Total spending increased 0.4% in October
Insight
The AUD ended the month in the ascendency, boosted by a less hawkish than feared Fed Chair Powell speech, forcing a broad USD retreat.
A 5.25 cents low-to-high range for AUD/USD in November marks it down as the third most volatile month of 2022 to date. The low of 0.6272 was on 3 Nov. and high of 0.6797 on 15 Nov.
The month started with the RBA lifting the cash rate by a further 25bps taking it to 2.85%. The move was much as expected and so had scant impact on the currency. Rather, two themes dominated in the month – the big USD and China. USD strength/AUD slippage in the early part of the month followed the ‘as expected’ 75bps hike to the Fed Funds rate but which was accompanied by post-meeting comments from Fed chair Powell indicating that, while the Fed could step down the scale of future rises, it now saw a peak (or terminal) Fed Funds rate higher than indicated back in September.
A subsequent mini-revival in the AUD came in conjunction with rumours that China was set to announce a relaxation of some of its strict zero-covid rules. Though denied, the chatter repeatedly resurfaced. It culminated in the announcement (11 Nov.) of a relaxation of quarantine rules, reducing the time in isolation and no longer requiring close contacts of close contacts to isolate. The same day, significant support for the beleaguered China property sector was announced, including the ability of some developers to roll over loans maturing in the coming 6 months. This news, which saw the CNY appreciate by more than 4%, compounded earlier USD weakness from the release of significantly weaker than expected US CPI data – more than 0.2% softer than consensus estimates, inspiring a view US inflation has now peaked.

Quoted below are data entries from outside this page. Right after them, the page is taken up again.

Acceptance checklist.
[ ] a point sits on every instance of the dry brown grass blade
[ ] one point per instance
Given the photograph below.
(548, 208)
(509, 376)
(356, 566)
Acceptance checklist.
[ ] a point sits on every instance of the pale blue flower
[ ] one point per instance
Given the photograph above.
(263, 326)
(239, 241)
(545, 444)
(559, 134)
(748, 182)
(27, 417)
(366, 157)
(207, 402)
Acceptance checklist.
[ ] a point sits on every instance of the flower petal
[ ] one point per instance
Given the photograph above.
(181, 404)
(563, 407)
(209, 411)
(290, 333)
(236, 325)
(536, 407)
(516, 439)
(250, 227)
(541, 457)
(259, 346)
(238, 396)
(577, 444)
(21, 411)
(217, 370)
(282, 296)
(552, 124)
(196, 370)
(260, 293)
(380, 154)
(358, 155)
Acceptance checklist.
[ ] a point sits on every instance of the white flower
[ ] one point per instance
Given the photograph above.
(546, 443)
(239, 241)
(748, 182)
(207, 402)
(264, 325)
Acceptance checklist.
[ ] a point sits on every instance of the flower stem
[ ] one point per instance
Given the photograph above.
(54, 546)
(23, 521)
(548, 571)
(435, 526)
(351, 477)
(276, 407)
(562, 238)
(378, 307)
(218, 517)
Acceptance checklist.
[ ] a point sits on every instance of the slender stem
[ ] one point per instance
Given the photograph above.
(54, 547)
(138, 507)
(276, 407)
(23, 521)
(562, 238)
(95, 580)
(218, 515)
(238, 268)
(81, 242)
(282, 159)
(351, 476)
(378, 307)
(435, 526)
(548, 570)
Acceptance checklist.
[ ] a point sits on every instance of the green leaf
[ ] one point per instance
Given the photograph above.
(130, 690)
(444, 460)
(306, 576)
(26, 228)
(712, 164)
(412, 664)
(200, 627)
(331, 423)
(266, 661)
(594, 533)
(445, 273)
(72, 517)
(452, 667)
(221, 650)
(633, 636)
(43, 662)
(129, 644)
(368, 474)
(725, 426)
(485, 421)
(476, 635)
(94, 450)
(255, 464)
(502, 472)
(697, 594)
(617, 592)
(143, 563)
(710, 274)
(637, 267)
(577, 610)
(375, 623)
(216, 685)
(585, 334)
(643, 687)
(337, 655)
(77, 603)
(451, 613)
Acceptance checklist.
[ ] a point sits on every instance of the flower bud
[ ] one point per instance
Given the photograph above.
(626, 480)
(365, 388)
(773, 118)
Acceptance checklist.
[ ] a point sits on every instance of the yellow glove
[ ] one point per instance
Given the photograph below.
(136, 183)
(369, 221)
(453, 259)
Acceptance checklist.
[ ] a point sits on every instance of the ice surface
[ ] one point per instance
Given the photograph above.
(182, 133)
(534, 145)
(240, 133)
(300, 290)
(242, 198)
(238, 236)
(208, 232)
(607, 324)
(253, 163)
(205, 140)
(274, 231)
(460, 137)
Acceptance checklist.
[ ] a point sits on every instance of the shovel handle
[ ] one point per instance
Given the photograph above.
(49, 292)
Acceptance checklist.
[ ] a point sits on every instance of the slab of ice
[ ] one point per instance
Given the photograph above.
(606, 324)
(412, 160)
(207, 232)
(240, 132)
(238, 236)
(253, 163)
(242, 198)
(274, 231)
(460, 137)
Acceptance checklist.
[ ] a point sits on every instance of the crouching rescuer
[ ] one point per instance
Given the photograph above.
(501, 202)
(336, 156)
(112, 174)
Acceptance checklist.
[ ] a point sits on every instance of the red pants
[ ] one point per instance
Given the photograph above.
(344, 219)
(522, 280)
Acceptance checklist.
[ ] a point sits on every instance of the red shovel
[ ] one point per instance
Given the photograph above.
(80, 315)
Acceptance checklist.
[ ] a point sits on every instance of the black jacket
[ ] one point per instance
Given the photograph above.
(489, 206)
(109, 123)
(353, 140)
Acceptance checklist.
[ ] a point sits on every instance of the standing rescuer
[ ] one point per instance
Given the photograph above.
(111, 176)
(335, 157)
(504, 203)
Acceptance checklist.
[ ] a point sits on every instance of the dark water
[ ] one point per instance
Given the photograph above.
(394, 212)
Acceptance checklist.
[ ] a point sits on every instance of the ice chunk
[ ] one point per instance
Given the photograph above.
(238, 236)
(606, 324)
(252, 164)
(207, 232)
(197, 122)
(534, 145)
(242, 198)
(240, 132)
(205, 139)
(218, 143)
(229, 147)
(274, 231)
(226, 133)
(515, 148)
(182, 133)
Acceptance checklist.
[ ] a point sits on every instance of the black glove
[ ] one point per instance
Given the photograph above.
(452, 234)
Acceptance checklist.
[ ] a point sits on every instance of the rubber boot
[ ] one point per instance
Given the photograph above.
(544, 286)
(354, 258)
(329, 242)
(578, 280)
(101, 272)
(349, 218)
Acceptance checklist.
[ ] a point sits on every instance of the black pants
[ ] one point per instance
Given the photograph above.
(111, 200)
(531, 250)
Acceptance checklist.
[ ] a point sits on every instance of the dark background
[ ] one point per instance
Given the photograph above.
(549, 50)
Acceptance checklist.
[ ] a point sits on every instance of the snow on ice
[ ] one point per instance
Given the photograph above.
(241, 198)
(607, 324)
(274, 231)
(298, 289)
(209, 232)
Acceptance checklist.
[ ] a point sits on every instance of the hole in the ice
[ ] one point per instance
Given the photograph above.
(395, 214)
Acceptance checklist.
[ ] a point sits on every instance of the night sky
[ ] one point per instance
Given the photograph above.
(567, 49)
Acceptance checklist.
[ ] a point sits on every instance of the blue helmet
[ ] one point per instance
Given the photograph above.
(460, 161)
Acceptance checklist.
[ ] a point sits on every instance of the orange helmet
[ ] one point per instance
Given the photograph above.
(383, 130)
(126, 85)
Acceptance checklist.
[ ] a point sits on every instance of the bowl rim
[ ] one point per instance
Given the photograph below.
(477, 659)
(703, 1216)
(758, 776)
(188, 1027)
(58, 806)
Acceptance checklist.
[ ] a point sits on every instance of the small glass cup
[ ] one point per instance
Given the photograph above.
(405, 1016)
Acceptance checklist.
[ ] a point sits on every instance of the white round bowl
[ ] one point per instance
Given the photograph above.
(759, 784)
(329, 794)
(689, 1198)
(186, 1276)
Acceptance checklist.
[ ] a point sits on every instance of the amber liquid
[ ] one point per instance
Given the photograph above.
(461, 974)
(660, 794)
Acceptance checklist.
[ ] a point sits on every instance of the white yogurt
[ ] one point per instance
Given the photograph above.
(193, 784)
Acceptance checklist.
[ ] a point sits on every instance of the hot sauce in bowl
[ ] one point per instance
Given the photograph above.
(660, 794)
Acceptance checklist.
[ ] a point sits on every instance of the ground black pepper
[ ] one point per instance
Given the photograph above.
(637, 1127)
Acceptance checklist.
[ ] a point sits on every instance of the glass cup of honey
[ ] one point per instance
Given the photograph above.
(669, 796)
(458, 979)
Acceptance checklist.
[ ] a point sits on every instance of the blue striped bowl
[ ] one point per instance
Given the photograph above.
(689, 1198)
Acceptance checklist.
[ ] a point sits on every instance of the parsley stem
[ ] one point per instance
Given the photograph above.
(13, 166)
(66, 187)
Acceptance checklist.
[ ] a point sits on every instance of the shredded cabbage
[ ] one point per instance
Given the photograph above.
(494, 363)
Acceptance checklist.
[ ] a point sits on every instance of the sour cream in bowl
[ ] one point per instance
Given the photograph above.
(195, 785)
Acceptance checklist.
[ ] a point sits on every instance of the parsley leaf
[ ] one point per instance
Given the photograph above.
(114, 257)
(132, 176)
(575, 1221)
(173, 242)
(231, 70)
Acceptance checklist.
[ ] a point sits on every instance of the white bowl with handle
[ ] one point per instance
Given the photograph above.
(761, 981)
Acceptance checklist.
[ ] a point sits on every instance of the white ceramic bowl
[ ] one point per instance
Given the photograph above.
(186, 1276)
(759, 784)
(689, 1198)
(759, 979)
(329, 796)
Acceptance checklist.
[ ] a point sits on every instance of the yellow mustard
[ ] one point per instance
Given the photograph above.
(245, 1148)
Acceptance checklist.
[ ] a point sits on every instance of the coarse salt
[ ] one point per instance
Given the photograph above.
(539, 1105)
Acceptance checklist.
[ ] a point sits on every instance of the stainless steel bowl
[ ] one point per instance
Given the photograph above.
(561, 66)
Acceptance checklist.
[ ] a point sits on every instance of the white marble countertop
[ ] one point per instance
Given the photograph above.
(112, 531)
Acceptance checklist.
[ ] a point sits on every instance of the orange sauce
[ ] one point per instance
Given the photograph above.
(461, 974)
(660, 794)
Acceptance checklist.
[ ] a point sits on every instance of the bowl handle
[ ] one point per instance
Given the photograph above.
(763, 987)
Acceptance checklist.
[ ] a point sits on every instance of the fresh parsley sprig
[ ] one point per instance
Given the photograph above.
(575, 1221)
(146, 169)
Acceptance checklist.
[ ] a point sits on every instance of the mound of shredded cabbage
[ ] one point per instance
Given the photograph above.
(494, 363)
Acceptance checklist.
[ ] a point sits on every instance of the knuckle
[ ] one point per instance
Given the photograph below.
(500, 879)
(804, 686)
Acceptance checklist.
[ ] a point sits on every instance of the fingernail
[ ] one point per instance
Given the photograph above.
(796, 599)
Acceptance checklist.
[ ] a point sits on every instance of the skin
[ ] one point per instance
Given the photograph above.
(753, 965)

AUD remained supported in the latter part of the month, albeit beneath the 15 Nov. highs. This was on positive US risk sentiment into and out of US Thanksgiving and, in the face of China covid infection rates that surpassed their April 2022 peak. The latter fuelled the conviction China will ease covid restrictions in coming weeks and months to get its economy back on track and to quell rising social unrest (including via boosting vaccination rates amongst the elderly).
Domestic data, including better than expected labour market data at mid-month, weaker than expected retail sales on 28 Nov. (-0.2%m/m) and much softer than expected October CPI (6.9%yoy from 7.3%) made only momentary impact. The AUD ended the month in the ascendency, boosted by a less hawkish than feared Fed Chair Powell speech, forcing a broad USD retreat.